La purificazione avviene soprattutto tramite il passaggio di una certa quantità di sangue dal ventricolo destro ai polmoni, ove essa si scarica delle impurità per ritornare alle vene. La parte rimanente di sangue passa dal ventricolo destro al sinistro attraverso invisibili forellini che permeano il setto interventricolare. Qui giunta, per effetto del calore vitale e del pneuma, questa parte di sangue vede trasformato lo spirito naturale di cui è carica, in spirito vitale e, passando attraverso il sistema arterioso, distribuisce la nuova forma di «spirito» a tutto il corpo. Alcuni rami arteriosi, anziché scendere dal cuore al resto del corpo, salgono verso il cervelletto, ove vanno a formare una fittissima rete di capillari, la famosa rete mirabile. Qui lo spirito vitale subisce un ulteriore processo di sublimazione, diviene spirito animale e si distribuisce, poi, anch’esso a tutto il corpo attraverso il sistema nervoso, considerato da Galeno il terzo sistema vascolare.
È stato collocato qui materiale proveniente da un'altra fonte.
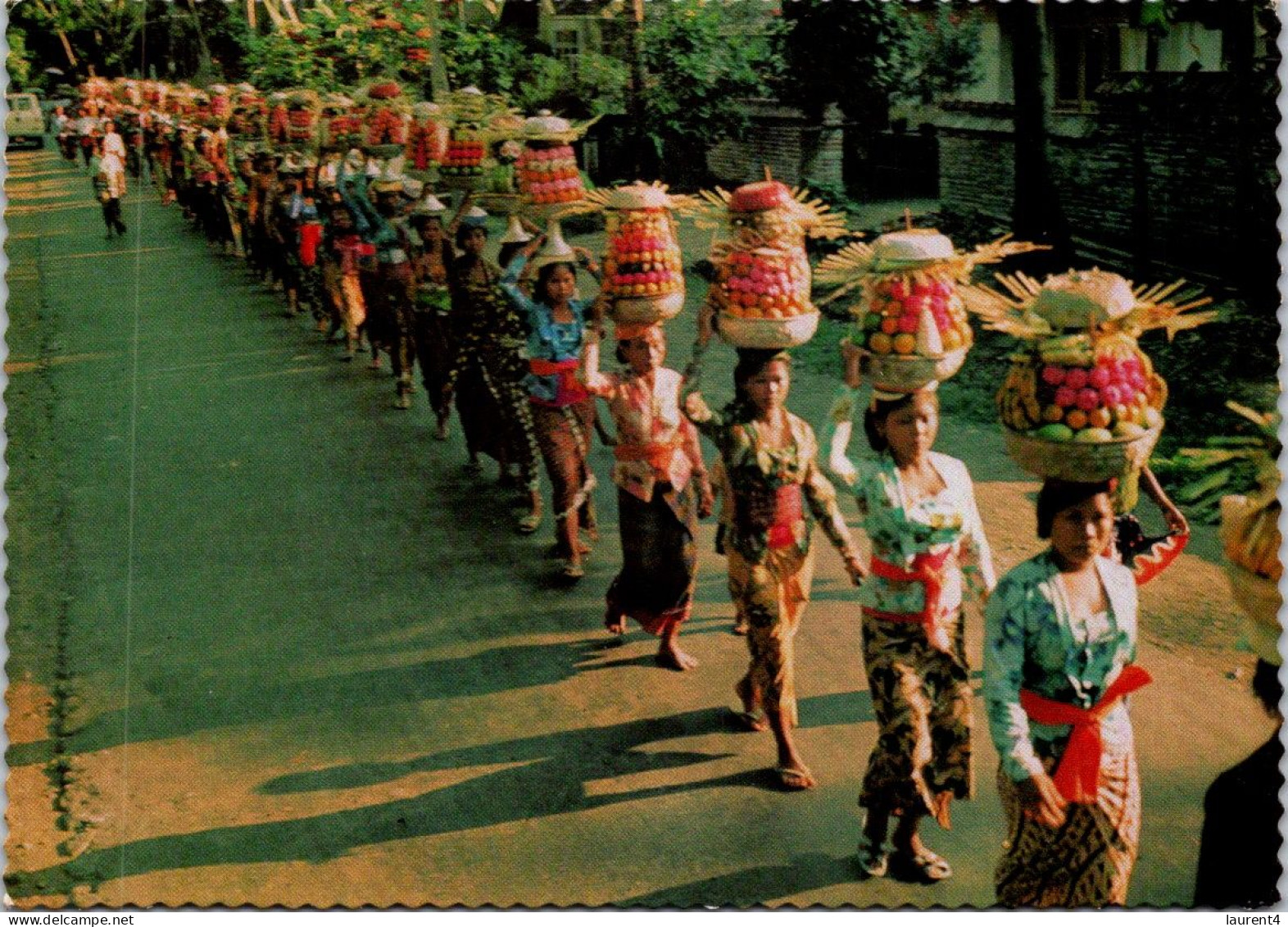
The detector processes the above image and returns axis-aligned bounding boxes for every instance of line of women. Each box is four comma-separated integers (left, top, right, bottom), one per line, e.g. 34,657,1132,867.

143,150,1184,905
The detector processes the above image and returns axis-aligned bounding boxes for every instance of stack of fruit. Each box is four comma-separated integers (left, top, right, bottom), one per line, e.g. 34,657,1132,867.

516,110,586,219
407,102,448,170
859,273,973,360
210,84,234,125
286,89,322,146
818,225,1036,392
363,80,410,157
997,335,1167,443
442,128,487,178
703,178,845,348
1157,402,1283,664
973,270,1214,481
322,93,362,151
592,183,685,325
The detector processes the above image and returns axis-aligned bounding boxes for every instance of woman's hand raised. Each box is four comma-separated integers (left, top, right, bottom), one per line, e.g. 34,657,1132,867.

1015,772,1069,828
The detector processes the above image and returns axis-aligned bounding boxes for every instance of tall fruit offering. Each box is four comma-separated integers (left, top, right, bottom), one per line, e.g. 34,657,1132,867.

703,177,845,348
973,270,1214,481
818,224,1036,392
515,110,586,220
588,183,689,325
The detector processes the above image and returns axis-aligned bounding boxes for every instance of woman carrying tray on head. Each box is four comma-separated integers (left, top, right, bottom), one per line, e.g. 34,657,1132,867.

578,324,714,670
682,302,865,789
443,207,541,534
984,479,1149,907
407,192,470,441
501,225,599,579
831,348,995,882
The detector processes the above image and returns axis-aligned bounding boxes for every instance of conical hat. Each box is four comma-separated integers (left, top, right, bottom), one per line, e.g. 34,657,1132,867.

371,161,406,193
410,193,447,216
501,216,532,245
532,219,577,267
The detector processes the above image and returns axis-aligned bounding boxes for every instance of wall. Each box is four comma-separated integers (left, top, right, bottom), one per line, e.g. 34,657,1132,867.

707,99,845,184
937,74,1277,291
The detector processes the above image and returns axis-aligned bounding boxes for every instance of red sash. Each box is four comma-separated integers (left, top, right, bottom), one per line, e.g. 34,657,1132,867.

863,547,953,654
1131,531,1190,585
528,357,590,407
1020,663,1153,805
613,441,682,475
768,484,805,551
300,222,322,267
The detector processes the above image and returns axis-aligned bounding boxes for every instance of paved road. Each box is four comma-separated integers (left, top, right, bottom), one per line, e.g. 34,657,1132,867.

5,152,1268,905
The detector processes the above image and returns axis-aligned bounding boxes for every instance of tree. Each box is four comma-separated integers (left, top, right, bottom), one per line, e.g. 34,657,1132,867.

635,0,783,182
998,2,1073,267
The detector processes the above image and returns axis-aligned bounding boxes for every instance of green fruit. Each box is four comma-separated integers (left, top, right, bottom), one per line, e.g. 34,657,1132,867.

1114,420,1145,439
1073,428,1114,445
1033,421,1073,441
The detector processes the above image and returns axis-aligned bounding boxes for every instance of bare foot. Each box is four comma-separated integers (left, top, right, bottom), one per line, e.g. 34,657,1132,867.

774,766,818,792
655,643,698,673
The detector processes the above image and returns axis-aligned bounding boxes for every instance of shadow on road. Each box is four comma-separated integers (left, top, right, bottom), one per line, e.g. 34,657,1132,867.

7,682,872,897
610,853,863,907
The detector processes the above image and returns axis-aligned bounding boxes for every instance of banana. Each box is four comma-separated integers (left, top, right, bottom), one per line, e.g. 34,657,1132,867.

1020,367,1042,427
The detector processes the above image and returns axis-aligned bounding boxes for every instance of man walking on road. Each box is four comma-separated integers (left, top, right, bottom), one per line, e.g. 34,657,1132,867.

94,152,126,239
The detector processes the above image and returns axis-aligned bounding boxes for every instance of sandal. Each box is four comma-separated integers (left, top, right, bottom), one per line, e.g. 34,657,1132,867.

891,847,953,882
729,708,769,734
855,834,890,879
774,766,818,792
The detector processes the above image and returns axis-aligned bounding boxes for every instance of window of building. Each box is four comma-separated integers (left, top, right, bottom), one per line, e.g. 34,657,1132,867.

1051,23,1122,112
550,25,581,71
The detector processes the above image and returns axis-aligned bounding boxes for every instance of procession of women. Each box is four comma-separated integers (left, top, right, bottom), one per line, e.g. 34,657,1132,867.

45,74,1277,907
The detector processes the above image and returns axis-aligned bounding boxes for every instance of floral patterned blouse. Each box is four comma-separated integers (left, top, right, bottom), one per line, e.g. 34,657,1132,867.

680,353,853,563
832,387,997,619
984,551,1136,780
854,452,997,617
581,344,705,502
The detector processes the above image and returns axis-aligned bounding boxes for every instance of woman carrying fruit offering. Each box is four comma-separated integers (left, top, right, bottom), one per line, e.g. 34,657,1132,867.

984,479,1149,907
443,207,541,534
578,320,714,670
682,302,865,789
501,225,599,580
831,347,995,882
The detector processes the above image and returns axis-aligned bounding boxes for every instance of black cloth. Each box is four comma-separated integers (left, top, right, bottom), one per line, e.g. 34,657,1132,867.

1194,729,1284,907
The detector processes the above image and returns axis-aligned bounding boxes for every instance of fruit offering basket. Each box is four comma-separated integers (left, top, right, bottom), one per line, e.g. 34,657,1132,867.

439,86,509,191
362,80,410,157
700,170,846,348
407,101,450,170
515,110,592,222
815,223,1038,392
973,270,1214,481
1158,402,1283,663
586,183,693,325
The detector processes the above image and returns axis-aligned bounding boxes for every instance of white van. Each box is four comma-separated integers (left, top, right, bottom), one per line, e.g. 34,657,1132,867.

4,93,45,148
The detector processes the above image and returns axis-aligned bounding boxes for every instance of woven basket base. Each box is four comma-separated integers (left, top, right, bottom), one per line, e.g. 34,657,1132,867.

719,312,819,348
1002,425,1163,482
612,293,684,325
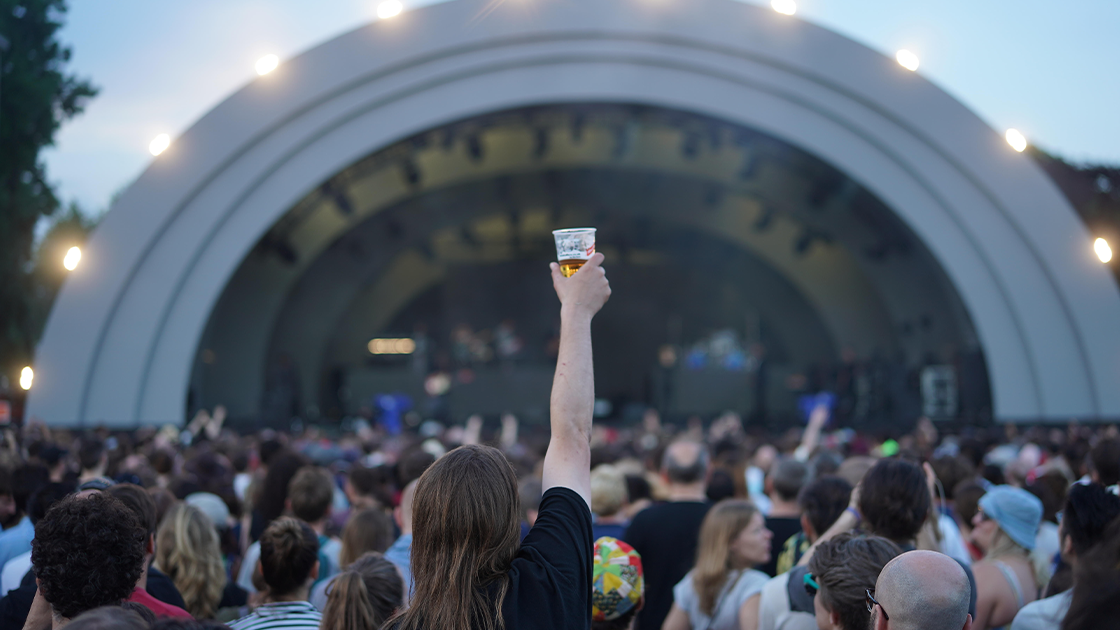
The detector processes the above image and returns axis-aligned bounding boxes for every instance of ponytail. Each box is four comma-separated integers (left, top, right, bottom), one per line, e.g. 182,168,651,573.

319,552,404,630
319,571,377,630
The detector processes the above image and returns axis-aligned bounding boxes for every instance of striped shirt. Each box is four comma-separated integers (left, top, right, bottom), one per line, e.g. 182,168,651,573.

230,602,323,630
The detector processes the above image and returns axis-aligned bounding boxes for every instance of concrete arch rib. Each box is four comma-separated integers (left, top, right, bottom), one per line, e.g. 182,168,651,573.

29,0,1120,425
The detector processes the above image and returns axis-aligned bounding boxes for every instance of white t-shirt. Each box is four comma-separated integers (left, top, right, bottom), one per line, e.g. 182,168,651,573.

673,568,769,630
0,552,31,596
1011,589,1073,630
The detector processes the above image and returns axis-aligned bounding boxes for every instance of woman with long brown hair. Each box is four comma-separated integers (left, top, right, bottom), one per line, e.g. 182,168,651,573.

319,552,404,630
156,503,226,619
389,253,610,630
662,499,773,630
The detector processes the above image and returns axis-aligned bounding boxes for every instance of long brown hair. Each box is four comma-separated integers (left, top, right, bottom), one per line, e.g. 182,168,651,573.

319,552,404,630
156,503,226,619
692,499,759,615
390,445,521,630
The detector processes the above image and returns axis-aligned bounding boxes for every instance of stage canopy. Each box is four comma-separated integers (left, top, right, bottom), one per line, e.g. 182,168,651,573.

28,0,1120,427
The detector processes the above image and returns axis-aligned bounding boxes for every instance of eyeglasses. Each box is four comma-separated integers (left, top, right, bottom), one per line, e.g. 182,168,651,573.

802,573,821,597
865,589,890,621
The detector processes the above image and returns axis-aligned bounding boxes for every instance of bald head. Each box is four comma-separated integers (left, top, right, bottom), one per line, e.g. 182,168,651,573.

875,552,972,630
661,442,708,484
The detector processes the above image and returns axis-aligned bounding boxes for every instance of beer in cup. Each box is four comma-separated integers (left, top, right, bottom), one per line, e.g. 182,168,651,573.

552,228,595,278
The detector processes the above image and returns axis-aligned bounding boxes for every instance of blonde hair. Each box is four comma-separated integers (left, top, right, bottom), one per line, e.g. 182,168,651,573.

338,508,393,568
692,499,762,615
156,503,226,619
319,552,404,630
591,464,627,517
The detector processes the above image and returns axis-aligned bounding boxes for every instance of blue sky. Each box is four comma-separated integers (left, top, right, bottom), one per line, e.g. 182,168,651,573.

44,0,1120,213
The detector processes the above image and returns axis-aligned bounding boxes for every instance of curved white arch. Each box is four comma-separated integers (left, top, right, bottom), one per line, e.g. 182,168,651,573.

28,0,1120,425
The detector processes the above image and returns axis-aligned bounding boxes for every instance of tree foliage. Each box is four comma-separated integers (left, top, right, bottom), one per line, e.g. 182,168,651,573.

0,0,97,385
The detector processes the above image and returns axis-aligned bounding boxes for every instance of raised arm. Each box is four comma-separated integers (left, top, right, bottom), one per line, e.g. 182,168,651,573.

541,253,610,507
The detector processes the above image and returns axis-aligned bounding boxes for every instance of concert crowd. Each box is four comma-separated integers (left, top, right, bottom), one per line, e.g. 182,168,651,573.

0,254,1120,630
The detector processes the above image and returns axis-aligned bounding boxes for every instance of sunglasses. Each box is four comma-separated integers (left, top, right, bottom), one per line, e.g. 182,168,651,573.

La presenza della rete mirabile non venne per più di un millennio posta in dubbio e venne negata per la prima volta e definitivamente da Andrea Vesalio. Nel suo trattato Humani corporis fabrica (La fabbrica del corpo umano), la cui pubblicazione, nel 1543 -lo stesso anno in cui vide la luce l’altrettanto fondamentale trattato di Nicolò Copernico De revolutionibus orbium coelestium (Le rivoluzioni delle orbite celesti)- rivoluzionò l’anatomia tradizionale ed inaugurò l’anatomia moderna, Vesalio rende questa divertente confessione: «Quanta importanza abbiano senza ragione attribuito i medici e gli anatomici suoi seguaci a Galeno, principe dei maestri di anatomia, sta a dimostrarlo il beato e mirabile plesso reticolare del quale egli nei suoi libri parla ad ogni pie‘ sospinto e che i medici hanno sulle labbra più di ogni altro organo interno e descrivono sull’autorità di Galeno, quantunque non lo abbiano mai visto (come non videro quasi nulla del corpo umano). E in verità, per tacere degli altri, io stesso non mi potrò mai meravigliare abbastanza della mia stessa ingenuità e della mia troppa fede negli scritti di Galeno e degli altri anatomici. Io che ero tanto preso dall’ammirazione per Galeno, che mai, nelle lezioni di anatomia, affrontai la dissezione di un capo umano senza che avessi a disposizione anche un capo di agnello o di bue, onde mi fosse possibile rimediare e porre sotto gli occhi dei discepoli nel capo ovino quanto non si trovava affatto nel capo umano, affinché non si dicesse che in nessun modo mi fosse riuscito di trovare quel plesso che di fama era notissimo a tutti».
In efferti Vesalio scoprì ed ebbe il coraggio di dichiarare che «Galeno stesso fu tratto in inganno dalla dissezione di cervelli bovini; egli descrisse non un cervello umano e neppure i suoi vasi, ma quello bovino» nel quale, appunto, Vesalio nota che «qualche cosa di simile alla rete di Galeno» si trova nei pressi dell’«infundibolo pituitario», ossia nei pressi dell’ipofisi.

L’importanza delle osservazioni di Vesalio ed il loro potenziale rivoluzionario si possono misurare sulla base di un solo fatto: il grande Leonardo da Vinci (1452—1519), i cui quaderni anatomici sono un miracolo di osservazione e di abilità di disegno, ma, soprattutto, sono una delle prime e più nobili testimonianze del disegno anatomico dal vero (sappiamo da lui stesso che sezionava clandestinamente cadaveri umani), in un disegno riproducente il cervello umano sezionato dalla parte superiore vi disegna la rete mirabile che sicuramente non poteva aver visto! In effetti la sezione mediana del rombencefalo, nel cervello umano, rivela una struttura a forma di albero frondoso, che viene ancora oggi definita, per tradizione, «albero della vita», ma non è certamente né quello disegnato da Leonardo, né quello descritto da Galeno e tanto meno svolge la funzione da Galeno attribuita alla sua rete mirabile.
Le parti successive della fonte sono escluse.